26 septembre 2019

Mettre les Grands Voisins en «Perspectives»

23 octobre 2019

Dans une deuxième saison toujours aussi dense, les Grands Voisins ont choisi de faire une pause, le temps d’une journée « Perspectives », pour s’interroger, avec une foule d’invités, sur le sens et le devenir de leur aventure.

La capacité des Grands Voisins à faire vivre, à chaque instant, la ville intensément, en impliquant des publics de tous horizons, est incontestable. Mais quels sont, à plus long terme, les incidences de l'occupation temporaire de Saint-Vincent-de-Paul sur le quartier, les citoyens et, plus globalement, la manière de fabriquer l’urbain ? Au terme de quatre années d’existence, les Grands Voisins ont dressé, conjointement avec 230 invités extérieurs, un bilan de leur expérience.

Bien que forcément complexe, l’exercice a été mené le 26 septembre dernier dans l’esprit de convivialité et de « décloisonnement mental et professionnel » revendiqué par les Grands Voisins dès leurs débuts. Des représentants de multiples « mondes » — concepteurs, associations, promoteurs, aménageurs, journalistes, étudiants, entrepreneurs, travailleurs sociaux, directions de la Ville de Paris… — ont convergé à Saint-Vincent-de-Paul pour "Perspectives Grands Voisins", organisé avec le soutien de la Mairie du 14e arrondissement et Paris & Métropole Aménagement.

Comme souvent chez les Grands Voisins, la réflexion passe par la mise en situation dans un univers multiforme. Au programme, barbecue en plein air et découverte sensible de l'occupation temporaire via des visites thématiques guidées et une vingtaine de « capsules sonores », réparties en divers points du site et accessibles par QR code. Invitation à la promenade et à l’appropriation de l’expérience, les témoignages enregistrés racontent, dans les lieux mêmes où ils se sont déroulés, un foisonnement d’histoires et de parcours, humains et professionnels, individuels et collectifs, émouvants, stimulants, qui se sont entremêlés ici.

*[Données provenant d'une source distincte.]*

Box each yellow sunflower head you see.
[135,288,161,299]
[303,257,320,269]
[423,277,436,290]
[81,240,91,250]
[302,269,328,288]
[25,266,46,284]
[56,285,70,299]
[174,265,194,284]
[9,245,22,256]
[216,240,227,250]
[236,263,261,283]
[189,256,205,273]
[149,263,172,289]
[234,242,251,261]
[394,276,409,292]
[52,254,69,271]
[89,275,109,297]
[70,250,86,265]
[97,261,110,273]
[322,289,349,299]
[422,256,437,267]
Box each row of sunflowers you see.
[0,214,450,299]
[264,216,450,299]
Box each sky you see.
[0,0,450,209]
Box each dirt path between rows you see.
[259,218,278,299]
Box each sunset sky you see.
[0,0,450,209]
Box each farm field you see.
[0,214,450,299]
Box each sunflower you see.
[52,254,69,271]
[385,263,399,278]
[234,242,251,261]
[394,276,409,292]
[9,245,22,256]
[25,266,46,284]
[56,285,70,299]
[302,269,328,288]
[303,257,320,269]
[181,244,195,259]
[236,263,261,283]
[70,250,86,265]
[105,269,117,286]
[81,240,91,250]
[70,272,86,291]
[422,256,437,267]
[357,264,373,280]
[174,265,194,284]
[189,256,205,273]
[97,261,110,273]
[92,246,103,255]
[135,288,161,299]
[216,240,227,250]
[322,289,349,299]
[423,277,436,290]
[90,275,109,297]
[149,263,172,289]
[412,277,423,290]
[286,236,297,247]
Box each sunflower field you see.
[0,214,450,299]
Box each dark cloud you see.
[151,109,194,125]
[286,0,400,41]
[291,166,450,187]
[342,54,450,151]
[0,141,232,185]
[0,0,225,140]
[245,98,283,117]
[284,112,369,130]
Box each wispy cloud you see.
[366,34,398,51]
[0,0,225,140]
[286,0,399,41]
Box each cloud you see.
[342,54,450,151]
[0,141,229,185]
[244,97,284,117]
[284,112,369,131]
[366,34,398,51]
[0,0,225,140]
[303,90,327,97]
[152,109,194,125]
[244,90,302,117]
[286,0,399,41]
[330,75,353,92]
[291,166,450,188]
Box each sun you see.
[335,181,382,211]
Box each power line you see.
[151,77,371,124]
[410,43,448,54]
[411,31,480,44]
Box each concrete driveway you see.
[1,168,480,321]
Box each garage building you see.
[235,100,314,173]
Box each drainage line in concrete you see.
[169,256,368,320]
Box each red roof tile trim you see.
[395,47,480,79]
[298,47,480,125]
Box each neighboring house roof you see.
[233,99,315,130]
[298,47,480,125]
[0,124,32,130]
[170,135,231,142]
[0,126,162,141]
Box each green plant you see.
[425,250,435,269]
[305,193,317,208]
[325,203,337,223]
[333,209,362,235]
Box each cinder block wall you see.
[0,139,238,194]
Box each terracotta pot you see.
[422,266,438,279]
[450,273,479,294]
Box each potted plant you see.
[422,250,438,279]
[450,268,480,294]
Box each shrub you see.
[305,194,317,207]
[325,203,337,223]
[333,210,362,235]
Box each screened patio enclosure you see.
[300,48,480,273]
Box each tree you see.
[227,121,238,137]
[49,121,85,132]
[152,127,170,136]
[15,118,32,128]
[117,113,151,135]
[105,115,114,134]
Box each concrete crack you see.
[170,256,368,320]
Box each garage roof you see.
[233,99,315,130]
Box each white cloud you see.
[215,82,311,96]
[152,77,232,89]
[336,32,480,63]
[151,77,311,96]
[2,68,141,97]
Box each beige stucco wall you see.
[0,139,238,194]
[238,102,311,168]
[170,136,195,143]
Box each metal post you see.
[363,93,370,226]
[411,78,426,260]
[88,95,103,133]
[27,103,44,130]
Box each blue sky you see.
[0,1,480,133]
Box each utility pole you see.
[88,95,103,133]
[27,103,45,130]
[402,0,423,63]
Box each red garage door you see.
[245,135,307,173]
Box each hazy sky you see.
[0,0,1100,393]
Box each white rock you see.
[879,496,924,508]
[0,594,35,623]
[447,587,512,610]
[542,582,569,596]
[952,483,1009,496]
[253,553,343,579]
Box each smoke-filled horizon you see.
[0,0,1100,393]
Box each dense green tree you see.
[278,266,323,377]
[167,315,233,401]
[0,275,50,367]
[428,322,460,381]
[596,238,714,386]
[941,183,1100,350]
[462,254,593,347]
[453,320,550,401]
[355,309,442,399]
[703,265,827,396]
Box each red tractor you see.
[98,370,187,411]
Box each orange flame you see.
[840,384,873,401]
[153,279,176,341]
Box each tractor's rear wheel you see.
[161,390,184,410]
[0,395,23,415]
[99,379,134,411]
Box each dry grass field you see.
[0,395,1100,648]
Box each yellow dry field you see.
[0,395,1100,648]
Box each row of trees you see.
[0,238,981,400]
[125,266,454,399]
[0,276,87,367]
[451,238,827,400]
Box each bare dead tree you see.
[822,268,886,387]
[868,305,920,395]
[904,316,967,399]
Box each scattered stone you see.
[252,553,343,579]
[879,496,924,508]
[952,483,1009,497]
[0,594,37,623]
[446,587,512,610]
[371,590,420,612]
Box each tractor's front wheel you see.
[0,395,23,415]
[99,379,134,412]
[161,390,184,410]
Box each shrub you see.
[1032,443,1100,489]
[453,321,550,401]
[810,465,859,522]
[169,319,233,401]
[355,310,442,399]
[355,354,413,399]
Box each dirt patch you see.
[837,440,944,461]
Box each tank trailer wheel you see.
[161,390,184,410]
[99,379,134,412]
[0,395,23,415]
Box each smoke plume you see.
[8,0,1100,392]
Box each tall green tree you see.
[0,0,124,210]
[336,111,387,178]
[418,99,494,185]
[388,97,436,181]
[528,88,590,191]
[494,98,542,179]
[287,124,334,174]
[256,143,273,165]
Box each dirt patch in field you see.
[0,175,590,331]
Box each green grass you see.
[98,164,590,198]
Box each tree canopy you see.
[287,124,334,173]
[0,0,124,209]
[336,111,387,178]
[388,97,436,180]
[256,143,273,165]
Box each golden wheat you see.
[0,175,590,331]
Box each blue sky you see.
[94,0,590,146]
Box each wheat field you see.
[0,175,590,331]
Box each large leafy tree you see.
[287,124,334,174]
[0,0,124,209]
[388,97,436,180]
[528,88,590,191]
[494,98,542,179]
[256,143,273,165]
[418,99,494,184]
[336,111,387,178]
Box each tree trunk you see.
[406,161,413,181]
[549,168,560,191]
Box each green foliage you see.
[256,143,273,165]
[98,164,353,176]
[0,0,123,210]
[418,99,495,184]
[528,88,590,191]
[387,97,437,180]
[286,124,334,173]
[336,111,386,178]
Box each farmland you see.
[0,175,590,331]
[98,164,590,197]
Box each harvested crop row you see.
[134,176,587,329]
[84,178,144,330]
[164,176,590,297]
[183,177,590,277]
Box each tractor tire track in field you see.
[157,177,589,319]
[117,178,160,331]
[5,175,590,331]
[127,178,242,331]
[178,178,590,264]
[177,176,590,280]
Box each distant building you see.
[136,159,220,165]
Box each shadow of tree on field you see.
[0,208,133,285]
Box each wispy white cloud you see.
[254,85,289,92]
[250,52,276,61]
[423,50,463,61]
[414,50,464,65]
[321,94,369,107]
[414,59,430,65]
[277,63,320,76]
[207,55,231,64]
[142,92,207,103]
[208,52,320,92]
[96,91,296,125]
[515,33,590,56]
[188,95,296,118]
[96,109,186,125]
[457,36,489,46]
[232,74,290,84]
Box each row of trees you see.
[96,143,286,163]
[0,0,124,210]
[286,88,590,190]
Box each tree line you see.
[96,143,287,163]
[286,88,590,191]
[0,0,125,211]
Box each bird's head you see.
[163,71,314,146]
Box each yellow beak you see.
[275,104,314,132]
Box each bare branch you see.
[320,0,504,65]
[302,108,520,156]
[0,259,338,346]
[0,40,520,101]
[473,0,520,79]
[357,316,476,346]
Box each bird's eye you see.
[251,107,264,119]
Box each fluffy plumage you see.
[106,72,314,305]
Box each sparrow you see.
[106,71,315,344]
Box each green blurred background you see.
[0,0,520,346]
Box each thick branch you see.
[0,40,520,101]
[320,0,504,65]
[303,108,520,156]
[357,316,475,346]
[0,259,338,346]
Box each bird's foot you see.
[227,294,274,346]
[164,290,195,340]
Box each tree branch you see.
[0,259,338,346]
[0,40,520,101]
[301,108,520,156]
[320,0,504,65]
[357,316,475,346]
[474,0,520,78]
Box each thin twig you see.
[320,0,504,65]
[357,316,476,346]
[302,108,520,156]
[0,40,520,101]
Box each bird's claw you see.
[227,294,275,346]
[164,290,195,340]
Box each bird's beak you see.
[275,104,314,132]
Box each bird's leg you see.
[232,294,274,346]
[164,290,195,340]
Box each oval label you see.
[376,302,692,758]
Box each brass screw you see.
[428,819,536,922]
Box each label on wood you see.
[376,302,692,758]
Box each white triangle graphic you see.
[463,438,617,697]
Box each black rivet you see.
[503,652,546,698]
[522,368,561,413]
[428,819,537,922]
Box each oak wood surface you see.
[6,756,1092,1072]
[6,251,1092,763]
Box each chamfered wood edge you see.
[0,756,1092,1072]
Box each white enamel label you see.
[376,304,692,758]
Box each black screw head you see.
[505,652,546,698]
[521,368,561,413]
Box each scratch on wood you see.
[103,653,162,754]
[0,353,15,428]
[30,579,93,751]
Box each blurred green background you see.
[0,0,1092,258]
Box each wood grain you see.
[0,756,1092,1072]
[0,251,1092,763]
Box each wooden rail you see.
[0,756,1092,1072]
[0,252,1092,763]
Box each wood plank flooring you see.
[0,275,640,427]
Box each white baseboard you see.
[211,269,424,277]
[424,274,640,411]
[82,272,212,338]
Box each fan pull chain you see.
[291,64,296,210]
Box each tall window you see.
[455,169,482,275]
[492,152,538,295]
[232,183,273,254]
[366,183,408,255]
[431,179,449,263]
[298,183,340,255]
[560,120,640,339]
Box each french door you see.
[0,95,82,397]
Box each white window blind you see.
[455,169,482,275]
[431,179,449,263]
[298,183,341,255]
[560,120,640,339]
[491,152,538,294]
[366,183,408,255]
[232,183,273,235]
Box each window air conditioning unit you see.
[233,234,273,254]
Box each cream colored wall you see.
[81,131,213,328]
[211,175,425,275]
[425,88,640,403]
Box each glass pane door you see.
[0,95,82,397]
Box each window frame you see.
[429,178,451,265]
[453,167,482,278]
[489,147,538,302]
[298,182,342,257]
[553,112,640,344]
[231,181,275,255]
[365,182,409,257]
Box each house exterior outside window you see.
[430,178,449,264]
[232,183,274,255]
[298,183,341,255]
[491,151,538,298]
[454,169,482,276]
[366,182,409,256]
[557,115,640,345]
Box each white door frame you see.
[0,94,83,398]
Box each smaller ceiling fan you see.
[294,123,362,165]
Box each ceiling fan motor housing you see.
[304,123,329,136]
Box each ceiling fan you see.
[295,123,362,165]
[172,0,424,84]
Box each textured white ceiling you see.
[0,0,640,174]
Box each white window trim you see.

Après l’immersion, vient la discussion. D’abord, lors des « controverses », deuxième temps de l’événement : onze cercles, animés par des Grands Voisins, chacun consacré à un questionnement-clé, sans pincettes, suscité par l’occupation temporaire. Certains mettent l’accent sur sa dimension sociale « Les Grands Voisins, précarité ou nouvelle société ? » ou « La cohabitation, nouvelle conquête de l’espace ? ». D’autres, plus techniques, interrogent les participants sur « la suspension de propriété, condition existentielle » ou sur l’incidence de l’occupation temporaire sur le projet urbain. Sans compter d’autres intitulés à la provocation assumée, « les Grands Voisins, pompe à fric, machine à bière ? » ou « Les Grands Voisins nous endorment-ils ? ». À peine sortis de ces dialogues nourris, s’ouvrent des débats thématiques, entre invités uniquement, pour partager les analyses et dégager librement de premiers enseignements de l’expérience des Grands Voisins. Cette troisième séquence de « Perspectives », dans un temps délibérément contraint pour ne rien perdre en spontanéité, est l’occasion de confronter directement des points de vue contrastés, comme autant de sensibilités et des parcours professionnels réunis.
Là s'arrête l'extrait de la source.